When online DVD rental specialist moviechoices.com bought an apparently ‘opt-in’ email address list from a company liquidator, it thought it was free to send unsolicited marketing emails to the database. But one email recipient complained to the ASA.
Topic: E-mail marketing
Who: Home Entertainment Corporation plc t/a moviechoices.com
Where: The Advertising Standards Authority
When: October 2004
What happened:
An e-mail marketing campaign by on-line DVD rental specialists moviechoices.com backfired when the Advertising Standards Authority ("ASA") held that the campaign had breached the CAP Code of advertising, sales promotion and direct marketing on two counts.
The e-mail promoted moviechoices.com's 30 days free DVD rental offer. The database used for the campaign consisted of 260,000 e-mail addresses moviechoices had acquired from the liquidators of a defunct company.
The complainant from Cambridgeshire had received the moviechoices e-mail and objected to it on two counts.
No permission given
First of all he said that he had never given the liquidated company permission to pass on his details to third parties.
Secondly he said the moviechoices e-mail did not give him the opportunity to opt out of receiving further such messages.
Moviechoices defended the use of the liquidated company's database by referring to their contract with the liquidator. This stated that the owners of all the e-mail addresses on the list had given "opt-in consent" to receive electronic communications from third parties.
The ASA noted this, but noted also the complainant's denial that he had ever told the liquidated company that he was happy for them to pass his details on to third parties. The ASA also commented on the complete absence of contemporaneous evidence of such opt-in consent having been given, either by the complainant or any other of the 216,000 e-mail address owners.
The ASA noted that moviechoices had bought the list in good faith, but all the good faith and contractual drafting in the world could not take the place of hard evidence of consent having been given at the relevant time by the relevant individuals. Accordingly the complaint was upheld on this count and the advertisers were told to acquire the explicit consent of consumers before sending them commercial e-mails in future.
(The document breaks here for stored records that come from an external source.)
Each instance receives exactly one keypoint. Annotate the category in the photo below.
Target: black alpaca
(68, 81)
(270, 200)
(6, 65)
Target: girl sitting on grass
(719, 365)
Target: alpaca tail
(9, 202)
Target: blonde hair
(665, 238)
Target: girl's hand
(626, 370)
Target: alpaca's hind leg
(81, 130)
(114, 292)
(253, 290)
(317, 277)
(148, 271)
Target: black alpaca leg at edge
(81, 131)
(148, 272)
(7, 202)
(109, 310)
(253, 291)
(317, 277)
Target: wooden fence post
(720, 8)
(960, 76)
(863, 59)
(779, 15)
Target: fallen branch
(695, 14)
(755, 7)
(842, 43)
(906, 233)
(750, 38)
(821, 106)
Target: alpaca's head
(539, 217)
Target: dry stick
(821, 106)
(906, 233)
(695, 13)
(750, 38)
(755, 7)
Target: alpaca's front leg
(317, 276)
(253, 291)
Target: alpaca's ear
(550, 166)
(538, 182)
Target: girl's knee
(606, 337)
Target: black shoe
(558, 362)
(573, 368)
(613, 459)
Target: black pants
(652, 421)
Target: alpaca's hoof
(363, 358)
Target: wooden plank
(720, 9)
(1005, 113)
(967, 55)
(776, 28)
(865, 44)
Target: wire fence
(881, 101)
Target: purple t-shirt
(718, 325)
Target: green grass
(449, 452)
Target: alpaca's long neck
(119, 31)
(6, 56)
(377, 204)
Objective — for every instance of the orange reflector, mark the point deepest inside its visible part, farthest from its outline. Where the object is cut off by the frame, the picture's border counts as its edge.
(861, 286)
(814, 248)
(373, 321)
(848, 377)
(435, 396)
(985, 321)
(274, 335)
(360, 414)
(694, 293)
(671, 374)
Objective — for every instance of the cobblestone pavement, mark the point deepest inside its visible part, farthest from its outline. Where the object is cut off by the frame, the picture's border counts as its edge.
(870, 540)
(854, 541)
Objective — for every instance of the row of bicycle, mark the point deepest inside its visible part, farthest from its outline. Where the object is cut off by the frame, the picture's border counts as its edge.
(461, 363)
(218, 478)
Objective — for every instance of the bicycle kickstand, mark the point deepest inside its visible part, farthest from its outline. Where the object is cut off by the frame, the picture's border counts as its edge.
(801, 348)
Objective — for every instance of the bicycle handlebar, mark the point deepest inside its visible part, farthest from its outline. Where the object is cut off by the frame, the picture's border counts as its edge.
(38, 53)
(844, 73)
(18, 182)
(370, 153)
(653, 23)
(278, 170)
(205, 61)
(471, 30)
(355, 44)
On the second complaint, the advertisers asserted that they normally included an unsubscribe facility in e-mails but that this time it had been omitted by mistake. It followed that the ASA had no alternative but to uphold the complaint on this count also.
Why this matters:
This case underlines the importance of conducting full due diligence in respect of any e-mail marketing list that is acquired, particularly one that is bought from a company liquidator.
Just as the warm words of the liquidator in the sale contract were of no avail to moviechoice in front of the ASA, they would have been of little help also if there had been any regulatory action by the Information Commission under the Privacy and Electronic Communications (EC Directive) Regulations 2003 or the Data Protection Act 1998. Under neither set of rules is it open to a data controller to hide behind the terms of a contract under which it has acquired personal data. If the data controller itself then decides what to do with that data and instigates any processing including use for marketing purposes, it is its primary responsibility to do that in a way that complies with the relevant data protection rules.